For the sake of notation, let's suppose that $f: \mathbb{R}^{n} \rightarrow \mathbb{R}^{n}$ (i.e., it's a vector-valued function that takes a vector as input and outputs a vector of the same size). There are two concerns: computational cost and numerical accuracy.
Calculating the derivative $\mathrm{D}f(x)$ (the Jacobian matrix, $J(x)$, or $(\nabla f(x))^{T}$, or whatever you prefer) using finite differences is going to require $n$ function evaluations. If you could calculate the derivative using floating point arithmetic directly from the definition, you would have to calculate the difference quotient
\begin{align}
\mathrm{D}f(x)e_{i} = \lim_{\varepsilon \rightarrow 0} \frac{f(x + \varepsilon e_{i}) - f(x)}{\varepsilon}
\end{align}
for each $i = 1, \ldots, n$, assuming you don't do any sort of "smart finite differencing" (like Curtis-Powell-Reid) because you know (or can detect) the sparsity pattern of $\mathrm{D}f$. If $n$ is large, that could be a lot of function evaluations. If you have an analytical expression for $\mathrm{D}f$, then calculating it could be cheaper. Automatic (also known as algorithmic) differentiation methods can also be used in some cases to calculate $\mathrm{D}f$ at roughly 3 to 5 times the cost of a function evaluation.
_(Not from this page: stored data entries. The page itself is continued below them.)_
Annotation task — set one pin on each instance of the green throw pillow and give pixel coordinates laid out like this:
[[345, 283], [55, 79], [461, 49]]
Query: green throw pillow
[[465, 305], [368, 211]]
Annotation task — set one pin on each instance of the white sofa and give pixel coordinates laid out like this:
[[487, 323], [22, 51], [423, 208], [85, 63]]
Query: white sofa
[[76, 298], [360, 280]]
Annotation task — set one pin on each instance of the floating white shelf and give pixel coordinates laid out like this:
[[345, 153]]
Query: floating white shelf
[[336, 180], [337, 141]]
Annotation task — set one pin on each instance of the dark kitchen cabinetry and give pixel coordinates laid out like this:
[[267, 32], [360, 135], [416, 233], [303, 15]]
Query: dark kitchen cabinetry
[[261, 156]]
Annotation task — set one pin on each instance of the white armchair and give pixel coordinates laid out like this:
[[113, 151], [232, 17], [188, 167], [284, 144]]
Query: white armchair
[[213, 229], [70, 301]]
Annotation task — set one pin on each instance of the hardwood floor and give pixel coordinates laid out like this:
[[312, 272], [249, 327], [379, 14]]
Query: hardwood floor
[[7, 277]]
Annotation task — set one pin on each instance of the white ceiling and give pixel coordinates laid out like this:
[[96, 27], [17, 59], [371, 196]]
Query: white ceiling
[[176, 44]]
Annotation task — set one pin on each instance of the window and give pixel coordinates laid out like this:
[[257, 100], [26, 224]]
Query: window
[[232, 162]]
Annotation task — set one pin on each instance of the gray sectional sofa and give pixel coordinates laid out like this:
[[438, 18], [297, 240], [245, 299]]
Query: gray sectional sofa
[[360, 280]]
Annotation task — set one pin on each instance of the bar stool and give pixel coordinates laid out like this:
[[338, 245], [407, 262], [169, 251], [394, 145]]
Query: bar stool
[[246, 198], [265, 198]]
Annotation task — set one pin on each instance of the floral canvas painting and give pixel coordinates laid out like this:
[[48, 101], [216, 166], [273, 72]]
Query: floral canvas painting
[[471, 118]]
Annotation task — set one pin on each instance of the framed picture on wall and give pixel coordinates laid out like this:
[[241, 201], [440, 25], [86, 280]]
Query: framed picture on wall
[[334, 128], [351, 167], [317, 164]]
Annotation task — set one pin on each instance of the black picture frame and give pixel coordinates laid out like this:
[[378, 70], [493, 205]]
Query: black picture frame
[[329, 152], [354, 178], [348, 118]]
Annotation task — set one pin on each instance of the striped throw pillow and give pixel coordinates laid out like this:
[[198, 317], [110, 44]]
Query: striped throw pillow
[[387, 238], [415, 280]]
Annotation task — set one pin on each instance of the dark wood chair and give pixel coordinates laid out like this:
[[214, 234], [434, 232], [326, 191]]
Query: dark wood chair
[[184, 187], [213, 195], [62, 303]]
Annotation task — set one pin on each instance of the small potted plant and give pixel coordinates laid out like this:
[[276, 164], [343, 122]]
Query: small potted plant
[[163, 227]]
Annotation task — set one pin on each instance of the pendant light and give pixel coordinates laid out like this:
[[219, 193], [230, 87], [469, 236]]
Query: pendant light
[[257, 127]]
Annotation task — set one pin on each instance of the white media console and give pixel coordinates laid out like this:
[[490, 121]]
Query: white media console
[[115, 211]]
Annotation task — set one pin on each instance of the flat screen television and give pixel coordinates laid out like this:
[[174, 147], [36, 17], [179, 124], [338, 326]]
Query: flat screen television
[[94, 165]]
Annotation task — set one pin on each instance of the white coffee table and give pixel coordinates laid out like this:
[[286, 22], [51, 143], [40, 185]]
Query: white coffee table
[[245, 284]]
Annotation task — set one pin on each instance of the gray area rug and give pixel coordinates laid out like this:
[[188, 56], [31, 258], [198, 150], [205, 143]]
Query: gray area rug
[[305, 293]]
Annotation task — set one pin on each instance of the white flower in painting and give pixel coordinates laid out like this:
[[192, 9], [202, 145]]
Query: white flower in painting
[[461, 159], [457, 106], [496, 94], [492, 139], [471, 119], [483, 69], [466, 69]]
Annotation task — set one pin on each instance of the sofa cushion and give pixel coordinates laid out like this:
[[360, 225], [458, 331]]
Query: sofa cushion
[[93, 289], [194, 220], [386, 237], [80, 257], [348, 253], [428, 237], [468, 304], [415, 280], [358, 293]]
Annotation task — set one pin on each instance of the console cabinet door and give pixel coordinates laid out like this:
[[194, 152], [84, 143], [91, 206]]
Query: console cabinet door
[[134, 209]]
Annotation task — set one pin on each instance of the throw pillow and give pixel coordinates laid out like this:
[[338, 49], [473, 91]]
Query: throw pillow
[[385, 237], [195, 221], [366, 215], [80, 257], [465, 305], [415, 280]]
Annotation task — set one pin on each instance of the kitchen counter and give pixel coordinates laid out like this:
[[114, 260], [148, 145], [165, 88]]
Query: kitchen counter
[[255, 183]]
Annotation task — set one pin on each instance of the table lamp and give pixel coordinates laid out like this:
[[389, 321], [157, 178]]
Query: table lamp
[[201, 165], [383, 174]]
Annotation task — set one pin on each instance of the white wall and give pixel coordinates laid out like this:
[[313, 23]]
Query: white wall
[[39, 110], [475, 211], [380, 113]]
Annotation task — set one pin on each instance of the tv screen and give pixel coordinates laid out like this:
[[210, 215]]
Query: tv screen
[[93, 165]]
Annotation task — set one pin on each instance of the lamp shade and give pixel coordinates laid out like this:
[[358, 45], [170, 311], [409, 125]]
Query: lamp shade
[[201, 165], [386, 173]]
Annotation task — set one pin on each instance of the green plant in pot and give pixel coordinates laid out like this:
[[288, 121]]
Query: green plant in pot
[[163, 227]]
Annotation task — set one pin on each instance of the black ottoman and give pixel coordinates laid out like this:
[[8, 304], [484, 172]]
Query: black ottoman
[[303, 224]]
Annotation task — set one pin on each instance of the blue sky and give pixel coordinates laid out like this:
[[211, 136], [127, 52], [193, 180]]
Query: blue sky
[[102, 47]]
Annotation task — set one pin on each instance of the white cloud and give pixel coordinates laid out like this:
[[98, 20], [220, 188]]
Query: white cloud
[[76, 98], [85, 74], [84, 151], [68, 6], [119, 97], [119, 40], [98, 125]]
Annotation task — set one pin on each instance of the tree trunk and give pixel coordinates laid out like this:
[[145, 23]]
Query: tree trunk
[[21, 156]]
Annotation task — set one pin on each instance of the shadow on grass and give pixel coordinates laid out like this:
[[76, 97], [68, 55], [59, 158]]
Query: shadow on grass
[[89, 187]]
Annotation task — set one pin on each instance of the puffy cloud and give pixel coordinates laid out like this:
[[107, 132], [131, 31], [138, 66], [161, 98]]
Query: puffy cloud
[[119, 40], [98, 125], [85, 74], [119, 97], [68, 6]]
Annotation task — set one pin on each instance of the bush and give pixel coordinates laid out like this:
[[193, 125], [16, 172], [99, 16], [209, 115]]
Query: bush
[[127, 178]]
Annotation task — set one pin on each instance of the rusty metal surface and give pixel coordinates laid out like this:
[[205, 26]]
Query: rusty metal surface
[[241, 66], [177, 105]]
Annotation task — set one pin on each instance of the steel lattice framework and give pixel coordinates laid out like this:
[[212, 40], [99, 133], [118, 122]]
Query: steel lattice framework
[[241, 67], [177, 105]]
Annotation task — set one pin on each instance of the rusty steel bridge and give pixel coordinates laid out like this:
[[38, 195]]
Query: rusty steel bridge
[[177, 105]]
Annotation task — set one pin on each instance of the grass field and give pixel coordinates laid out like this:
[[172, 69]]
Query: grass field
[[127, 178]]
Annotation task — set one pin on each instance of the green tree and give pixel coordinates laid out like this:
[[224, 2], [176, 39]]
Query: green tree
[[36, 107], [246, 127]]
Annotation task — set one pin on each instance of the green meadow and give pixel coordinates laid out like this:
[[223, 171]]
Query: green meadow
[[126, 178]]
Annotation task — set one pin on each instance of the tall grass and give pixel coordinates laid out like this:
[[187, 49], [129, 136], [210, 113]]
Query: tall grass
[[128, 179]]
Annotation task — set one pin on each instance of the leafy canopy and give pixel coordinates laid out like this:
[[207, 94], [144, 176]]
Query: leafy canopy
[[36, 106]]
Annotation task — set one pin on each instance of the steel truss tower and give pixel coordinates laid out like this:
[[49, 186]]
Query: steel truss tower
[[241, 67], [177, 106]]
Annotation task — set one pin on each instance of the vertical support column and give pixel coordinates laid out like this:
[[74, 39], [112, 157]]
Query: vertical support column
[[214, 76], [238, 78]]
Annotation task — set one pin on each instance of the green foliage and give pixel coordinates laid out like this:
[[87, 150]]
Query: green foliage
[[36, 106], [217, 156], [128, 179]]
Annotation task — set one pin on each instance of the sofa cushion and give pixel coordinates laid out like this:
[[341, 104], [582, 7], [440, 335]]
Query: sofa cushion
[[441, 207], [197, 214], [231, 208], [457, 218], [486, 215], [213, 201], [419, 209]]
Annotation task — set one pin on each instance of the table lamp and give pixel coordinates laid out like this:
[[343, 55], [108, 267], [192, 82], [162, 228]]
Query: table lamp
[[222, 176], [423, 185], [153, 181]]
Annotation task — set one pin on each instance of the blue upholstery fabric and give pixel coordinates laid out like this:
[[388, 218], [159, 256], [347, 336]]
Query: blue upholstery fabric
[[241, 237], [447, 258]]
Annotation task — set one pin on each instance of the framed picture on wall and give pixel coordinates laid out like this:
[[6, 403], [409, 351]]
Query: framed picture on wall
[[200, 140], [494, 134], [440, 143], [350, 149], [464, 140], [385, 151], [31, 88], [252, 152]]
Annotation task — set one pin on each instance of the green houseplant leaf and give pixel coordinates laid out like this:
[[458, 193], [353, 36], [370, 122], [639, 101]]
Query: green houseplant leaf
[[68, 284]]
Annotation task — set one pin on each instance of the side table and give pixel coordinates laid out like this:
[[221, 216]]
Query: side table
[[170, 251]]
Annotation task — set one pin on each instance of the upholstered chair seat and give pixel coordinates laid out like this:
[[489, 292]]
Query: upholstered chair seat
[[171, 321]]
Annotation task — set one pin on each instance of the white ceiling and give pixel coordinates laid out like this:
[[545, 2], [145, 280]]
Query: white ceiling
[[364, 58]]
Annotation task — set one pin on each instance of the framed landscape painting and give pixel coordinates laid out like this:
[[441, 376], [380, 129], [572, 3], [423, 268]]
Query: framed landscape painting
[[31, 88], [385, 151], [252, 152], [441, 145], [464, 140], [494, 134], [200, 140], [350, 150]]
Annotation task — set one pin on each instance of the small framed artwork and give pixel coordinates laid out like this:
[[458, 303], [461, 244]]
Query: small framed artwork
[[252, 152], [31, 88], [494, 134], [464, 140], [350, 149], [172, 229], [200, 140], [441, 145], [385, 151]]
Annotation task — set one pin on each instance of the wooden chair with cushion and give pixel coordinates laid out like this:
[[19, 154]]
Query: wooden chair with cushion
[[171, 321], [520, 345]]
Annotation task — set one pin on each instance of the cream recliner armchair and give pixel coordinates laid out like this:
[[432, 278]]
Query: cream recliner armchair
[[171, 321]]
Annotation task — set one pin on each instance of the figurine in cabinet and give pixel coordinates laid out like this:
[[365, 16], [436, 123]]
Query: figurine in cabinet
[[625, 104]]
There are also numerical concerns. Obviously, on a computer, we can't take the limit of a scalar as it goes to zero, so when we approximate $\mathrm{D}f$, we're really picking $\varepsilon$ to be "small" and calculating
\begin{align}
\mathrm{D}f(x)e_{i} \approx \frac{f(x + \varepsilon e_{i}) - f(x)}{\varepsilon},
\end{align}
where $\approx$ means it's an approximation, and we hope it's a really good approximation. Calculating this approximation in floating point arithmetic is tough because if you pick $\varepsilon$ too large, your approximation could be bad, but if you pick $\varepsilon$ too small, there could be significant rounding error. These effects are covered in the Wikipedia article on numerical differentiation in superficial detail; more detailed references can be found within the article.
If the error in the Jacobian matrix $\mathrm{D}f$ isn't too large, Newton-Raphson iterations will converge. For a detailed theoretical analysis, see Chapter 25 of Accuracy and Stability of Numerical Algorithms by Nick Higham, or the paper by Françoise Tisseur on which it is based.
Libraries generally take care of these algorithmic details for you, and usually, library implementations of the Newton-Raphson algorithm (or variants thereof) will converge quite nicely, but every so often, there will be a problem that causes some trouble due to the drawbacks above. In the scalar case $(n = 1)$, I'd use Brent's method, owing to its robustness and good convergence rate in practice.